Among the 11 negative compounds in the in vitro micronucleus assay, nine were also negative in all other tests used (i.e., at least in the Ames test and in the mouse lymphoma assay for nine compounds). For the two remaining compounds (B and EA), pharmacologically and chemically unrelated, the only positive response was found in the mouse lymphoma assay, and compound EA, also tested in the in vitro chromosome aberration test, was negative. In both cases, the highest concentrations tested were very high (≥ 1000 µg/ml). For compound B, the statistically significant increase in the mutant frequency in the mouse lymphoma assay found in the 24-h treatment at 2000 and 2500 µg/ml remained moderate (387 and 441 mutants per 106 cells vs. 175 in the control, corresponding to an induction factor of 2.2 and 2.5, respectively) and was associated with a severe cytotoxicity (Relative Total Growth of 20 and 14%, respectively). However, the response was confirmed as positive when applying the Global Evaluation Factor (Moore et al., 2003Go). These concentrations could not be achieved in the in vitro micronucleus assay at 28-h treatment for cytotoxic reasons. This suggests either that the difference in calculation of the cytotoxicity could be the source of discordant results or that the apparent positive result in the mouse lymphoma assay could be a cytotoxicity-related effect observed at very high and nonachievable concentrations in humans. This may imply that the level of cytotoxicity in the mouse lymphoma assay may not be the most adequate. Thus, the relevance of the positive result in the mouse lymphoma assay may be questionable, and with additional negative results on an in vitro chromosome aberration test, this compound could be considered to have a low or no level of concern. Compound EA was repeatedly found positive in the mouse lymphoma assay from 23 to 1500 µg/ml only in the 24-h treatment time without any relationship to the concentration. In the in vitro micronucleus assay, it was found negative after the 3-h treatments and the 28-h treatment with or without a 21-h recovery. This may suggest that the result in the mouse lymphoma assay was a spurious effect due to some partially soluble impurity or some specific issue related to the 24-h incubation time.

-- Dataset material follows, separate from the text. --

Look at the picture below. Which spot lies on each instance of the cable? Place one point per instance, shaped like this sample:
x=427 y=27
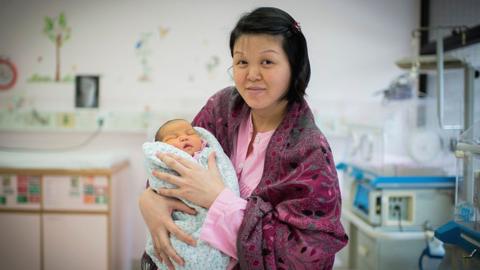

Eight of the fourteen positive compounds were positive in the in vitro micronucleus assay and in the mouse lymphoma assay at the same treatment times, including two compounds also found slightly positive or equivocal at the 3-h treatments, one in the in vitro micronucleus assay and the other in the mouse lymphoma assay. Positive concentrations were similar in both tests. For four positive compounds in the mouse lymphoma assay (Q, Z, EB, and EC, from two groups of related compounds), a 21-h recovery was found necessary after the long treatment to detect them as positive in the in vitro micronucleus test. However, the number of cells in metaphasis and/or multinucleated cells was increased after the long treatment without recovery. All together, these results strongly suggest an aneugenic mode of action for these compounds. The recovery time allowed cells to get over the mitotic inhibition indicated by the increase in the number in metaphasis and/or in the number of multinucleated cells.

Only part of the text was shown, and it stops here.